If you could invite any 5 people to dinner who would you choose?
That depends whether my choices were limited to the living or if I could invite the dead too. (Although really, the dead don’t usually make good dinner guests.) It's too hard to choose just five, because George Washington gets all bent out of shape if you invite Abraham Lincoln and not him. So I’ll tell you which five writers I’d choose to have to dinner. Jane Austin, James Herriot, J.M. Barry, Ellen Conford (she was my favorite author growing up) and Charles Dickens
(Janette's note: I just finished reading The House of the Seven Gables and I can tell you right now that Nathaniel Hawthorne will never be invited to one of my chic and exclusive dead-author-dinner-parties because that man just drones on and on and on about the most pointless things.)
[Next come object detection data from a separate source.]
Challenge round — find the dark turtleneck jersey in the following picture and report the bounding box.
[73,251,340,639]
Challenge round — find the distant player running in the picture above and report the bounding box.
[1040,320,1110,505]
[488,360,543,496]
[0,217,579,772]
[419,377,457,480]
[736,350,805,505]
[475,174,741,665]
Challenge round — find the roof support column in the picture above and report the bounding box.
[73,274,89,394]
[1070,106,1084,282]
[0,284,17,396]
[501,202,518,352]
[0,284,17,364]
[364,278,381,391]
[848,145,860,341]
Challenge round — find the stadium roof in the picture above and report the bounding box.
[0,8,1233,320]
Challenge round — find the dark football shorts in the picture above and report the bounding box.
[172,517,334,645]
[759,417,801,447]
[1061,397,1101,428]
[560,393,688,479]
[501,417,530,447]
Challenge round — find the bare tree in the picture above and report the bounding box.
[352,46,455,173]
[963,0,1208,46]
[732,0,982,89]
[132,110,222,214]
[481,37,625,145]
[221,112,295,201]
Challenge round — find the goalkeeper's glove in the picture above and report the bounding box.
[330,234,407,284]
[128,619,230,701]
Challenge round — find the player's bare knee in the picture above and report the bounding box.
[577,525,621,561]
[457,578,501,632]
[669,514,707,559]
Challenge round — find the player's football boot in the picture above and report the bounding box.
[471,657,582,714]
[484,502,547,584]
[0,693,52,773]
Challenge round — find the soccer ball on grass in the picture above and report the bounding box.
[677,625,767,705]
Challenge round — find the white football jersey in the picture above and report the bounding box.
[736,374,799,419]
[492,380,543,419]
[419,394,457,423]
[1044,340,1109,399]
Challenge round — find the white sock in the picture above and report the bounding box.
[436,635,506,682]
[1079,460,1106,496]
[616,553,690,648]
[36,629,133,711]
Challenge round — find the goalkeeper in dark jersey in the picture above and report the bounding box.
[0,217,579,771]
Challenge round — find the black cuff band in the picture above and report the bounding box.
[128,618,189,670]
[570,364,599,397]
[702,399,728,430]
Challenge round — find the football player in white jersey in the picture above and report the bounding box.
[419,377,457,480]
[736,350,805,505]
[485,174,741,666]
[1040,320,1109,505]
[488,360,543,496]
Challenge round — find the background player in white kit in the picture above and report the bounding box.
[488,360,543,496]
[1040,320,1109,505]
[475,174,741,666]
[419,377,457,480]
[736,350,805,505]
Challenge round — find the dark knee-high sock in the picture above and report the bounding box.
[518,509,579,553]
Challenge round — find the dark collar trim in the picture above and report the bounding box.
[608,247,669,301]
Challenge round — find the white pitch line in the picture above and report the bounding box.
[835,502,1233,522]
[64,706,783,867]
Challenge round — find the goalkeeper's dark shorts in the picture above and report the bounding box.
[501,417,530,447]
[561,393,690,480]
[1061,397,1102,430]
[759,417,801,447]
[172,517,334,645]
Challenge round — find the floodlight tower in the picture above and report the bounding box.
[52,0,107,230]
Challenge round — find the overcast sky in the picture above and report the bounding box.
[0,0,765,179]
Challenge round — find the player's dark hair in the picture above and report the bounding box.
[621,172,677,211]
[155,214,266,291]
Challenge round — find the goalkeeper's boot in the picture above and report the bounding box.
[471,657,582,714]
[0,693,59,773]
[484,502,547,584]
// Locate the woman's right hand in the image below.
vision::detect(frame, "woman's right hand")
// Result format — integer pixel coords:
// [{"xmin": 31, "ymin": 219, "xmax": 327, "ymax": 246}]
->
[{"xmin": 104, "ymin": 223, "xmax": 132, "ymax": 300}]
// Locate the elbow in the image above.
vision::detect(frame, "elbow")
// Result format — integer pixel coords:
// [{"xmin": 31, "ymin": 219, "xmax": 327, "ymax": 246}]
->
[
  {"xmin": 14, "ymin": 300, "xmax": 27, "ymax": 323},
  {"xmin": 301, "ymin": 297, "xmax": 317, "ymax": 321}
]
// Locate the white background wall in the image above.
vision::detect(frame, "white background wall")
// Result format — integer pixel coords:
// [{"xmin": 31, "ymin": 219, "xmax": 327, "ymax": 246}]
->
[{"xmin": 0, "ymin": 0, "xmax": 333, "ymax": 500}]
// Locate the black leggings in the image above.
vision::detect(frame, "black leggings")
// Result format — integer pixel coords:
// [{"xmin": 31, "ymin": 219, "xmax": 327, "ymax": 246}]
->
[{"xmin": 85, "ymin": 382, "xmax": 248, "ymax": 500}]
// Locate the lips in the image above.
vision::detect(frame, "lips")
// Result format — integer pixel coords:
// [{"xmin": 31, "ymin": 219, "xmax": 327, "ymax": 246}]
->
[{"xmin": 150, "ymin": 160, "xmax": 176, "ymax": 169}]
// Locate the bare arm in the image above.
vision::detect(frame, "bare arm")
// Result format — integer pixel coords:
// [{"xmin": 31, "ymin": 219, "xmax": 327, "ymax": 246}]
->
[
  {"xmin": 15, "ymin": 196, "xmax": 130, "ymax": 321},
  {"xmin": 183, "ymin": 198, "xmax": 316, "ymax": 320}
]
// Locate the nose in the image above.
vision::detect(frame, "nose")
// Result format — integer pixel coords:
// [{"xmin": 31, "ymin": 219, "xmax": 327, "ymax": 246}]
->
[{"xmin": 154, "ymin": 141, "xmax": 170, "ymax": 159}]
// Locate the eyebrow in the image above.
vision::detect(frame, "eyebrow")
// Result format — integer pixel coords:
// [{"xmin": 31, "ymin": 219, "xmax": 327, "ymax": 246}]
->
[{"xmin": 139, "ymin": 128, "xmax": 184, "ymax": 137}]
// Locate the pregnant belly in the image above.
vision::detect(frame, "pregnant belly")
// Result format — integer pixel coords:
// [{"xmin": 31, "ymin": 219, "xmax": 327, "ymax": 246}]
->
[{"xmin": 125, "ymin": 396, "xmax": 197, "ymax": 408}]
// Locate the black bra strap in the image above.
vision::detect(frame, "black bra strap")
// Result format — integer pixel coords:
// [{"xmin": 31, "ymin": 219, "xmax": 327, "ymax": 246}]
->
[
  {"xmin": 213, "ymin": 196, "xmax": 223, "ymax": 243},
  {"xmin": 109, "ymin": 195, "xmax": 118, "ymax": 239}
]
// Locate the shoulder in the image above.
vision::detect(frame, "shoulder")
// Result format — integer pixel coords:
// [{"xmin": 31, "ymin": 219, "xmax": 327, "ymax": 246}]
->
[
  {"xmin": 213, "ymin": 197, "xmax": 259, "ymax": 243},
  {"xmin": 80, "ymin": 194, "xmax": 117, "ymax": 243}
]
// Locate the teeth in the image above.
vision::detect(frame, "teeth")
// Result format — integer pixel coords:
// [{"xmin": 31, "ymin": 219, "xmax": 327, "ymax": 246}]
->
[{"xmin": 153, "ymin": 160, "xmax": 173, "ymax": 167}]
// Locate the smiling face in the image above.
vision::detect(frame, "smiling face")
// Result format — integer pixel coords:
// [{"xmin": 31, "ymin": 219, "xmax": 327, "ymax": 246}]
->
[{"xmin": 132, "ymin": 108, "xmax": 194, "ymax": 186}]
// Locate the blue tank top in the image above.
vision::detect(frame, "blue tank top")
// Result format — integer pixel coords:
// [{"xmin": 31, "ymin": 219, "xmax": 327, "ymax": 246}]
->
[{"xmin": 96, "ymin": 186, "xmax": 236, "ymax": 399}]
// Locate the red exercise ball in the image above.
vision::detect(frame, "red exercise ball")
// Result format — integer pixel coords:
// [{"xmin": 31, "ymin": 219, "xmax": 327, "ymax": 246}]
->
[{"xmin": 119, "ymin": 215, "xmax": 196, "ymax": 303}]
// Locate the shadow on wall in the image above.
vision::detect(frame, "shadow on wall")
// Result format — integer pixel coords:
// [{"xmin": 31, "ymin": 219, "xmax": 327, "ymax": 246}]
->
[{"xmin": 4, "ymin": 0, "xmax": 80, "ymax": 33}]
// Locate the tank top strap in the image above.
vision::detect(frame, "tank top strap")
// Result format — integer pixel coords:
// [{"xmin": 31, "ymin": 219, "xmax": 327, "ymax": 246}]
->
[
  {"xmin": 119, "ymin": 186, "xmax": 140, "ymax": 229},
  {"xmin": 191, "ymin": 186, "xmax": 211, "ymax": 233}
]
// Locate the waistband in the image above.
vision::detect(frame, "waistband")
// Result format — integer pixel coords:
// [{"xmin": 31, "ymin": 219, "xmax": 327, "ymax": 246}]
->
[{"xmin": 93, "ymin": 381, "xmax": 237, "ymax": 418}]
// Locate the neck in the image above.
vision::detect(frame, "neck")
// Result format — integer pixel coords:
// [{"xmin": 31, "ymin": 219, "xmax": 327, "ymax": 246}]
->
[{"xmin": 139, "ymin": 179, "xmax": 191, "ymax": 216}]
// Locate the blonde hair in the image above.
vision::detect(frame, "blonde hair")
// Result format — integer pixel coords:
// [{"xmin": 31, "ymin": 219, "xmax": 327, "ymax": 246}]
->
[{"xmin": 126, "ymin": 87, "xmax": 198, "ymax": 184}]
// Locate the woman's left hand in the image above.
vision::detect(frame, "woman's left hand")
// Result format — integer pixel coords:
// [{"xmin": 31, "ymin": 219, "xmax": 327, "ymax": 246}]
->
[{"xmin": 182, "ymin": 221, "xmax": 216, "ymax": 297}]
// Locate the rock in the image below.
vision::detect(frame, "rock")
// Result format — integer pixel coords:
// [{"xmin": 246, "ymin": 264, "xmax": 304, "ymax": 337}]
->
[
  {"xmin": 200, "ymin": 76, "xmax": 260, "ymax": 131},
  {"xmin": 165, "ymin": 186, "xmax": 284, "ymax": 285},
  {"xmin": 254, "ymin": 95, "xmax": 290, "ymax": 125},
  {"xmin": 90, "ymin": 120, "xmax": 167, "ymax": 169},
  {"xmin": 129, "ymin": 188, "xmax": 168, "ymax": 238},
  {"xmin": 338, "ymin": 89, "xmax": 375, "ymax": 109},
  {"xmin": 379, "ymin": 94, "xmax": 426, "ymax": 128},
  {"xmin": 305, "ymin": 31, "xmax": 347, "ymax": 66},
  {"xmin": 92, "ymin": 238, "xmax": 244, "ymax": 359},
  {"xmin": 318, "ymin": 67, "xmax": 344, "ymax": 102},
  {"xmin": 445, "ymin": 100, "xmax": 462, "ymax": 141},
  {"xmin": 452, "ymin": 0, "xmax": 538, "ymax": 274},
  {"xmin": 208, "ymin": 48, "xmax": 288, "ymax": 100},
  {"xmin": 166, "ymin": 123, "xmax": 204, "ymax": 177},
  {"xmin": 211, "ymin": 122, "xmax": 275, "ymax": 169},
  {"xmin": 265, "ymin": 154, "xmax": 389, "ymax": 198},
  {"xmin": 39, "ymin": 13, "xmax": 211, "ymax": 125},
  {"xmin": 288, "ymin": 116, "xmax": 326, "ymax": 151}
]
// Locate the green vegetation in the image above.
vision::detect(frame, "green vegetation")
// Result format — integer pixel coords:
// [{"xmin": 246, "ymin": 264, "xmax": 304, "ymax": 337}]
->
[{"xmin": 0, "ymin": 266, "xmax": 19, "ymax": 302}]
What is one book everyone should read?
Mine. Definitely. Just pick one—everybody should read it.
To read more of the interview, and a chance to enter the book giveaway go to:
You can find other book giveaways at:
Friday, December 03, 2010
I just sent off the galleys for My Unfair Godmother--which basically means I will not see that manuscript again until it shows up on my doorstep as a hardback novel. You would think my worries about the book would be over.
But alas, no. Because now I get to worry about printing mistakes.
This deep-seated worry probably had its origins back when I worked in a bookstore. We got a shipment of Bill Cosby's book Fatherhood and proudly set them up in a display case. Not long afterward, a customer came up and showed me one of the books. It was completely full of blank pages. The customer wanted to know if it was supposed to be some sort of gag book--as in, this is all I know about fatherhood--nothing.
Nope. It was just a printing error.
That would be a bad mistake, but there are much worse.
Take for example Penguin's recent mistake in a cook book where instead of calling for freshly ground black pepper, the recipe instructed cooks to add freshly ground black people to the dish.
As you can imagine, this caused a costly recall and reprinting of books.
Although at least if you get that sort of mistake, people will understand it was a typo.
But take Anne McCaffrey's collection of short stories called Get of the Unicorn (as in, offspring of the unicorn). The publisher misspelled the title, calling it: Get off the Unicorn. They never fixed it, and a generation of readers has read it wondering: Was someone on a unicorn? And why were they supposed to get off?
Still, it probably is good advice. If you're on a unicorn, get off!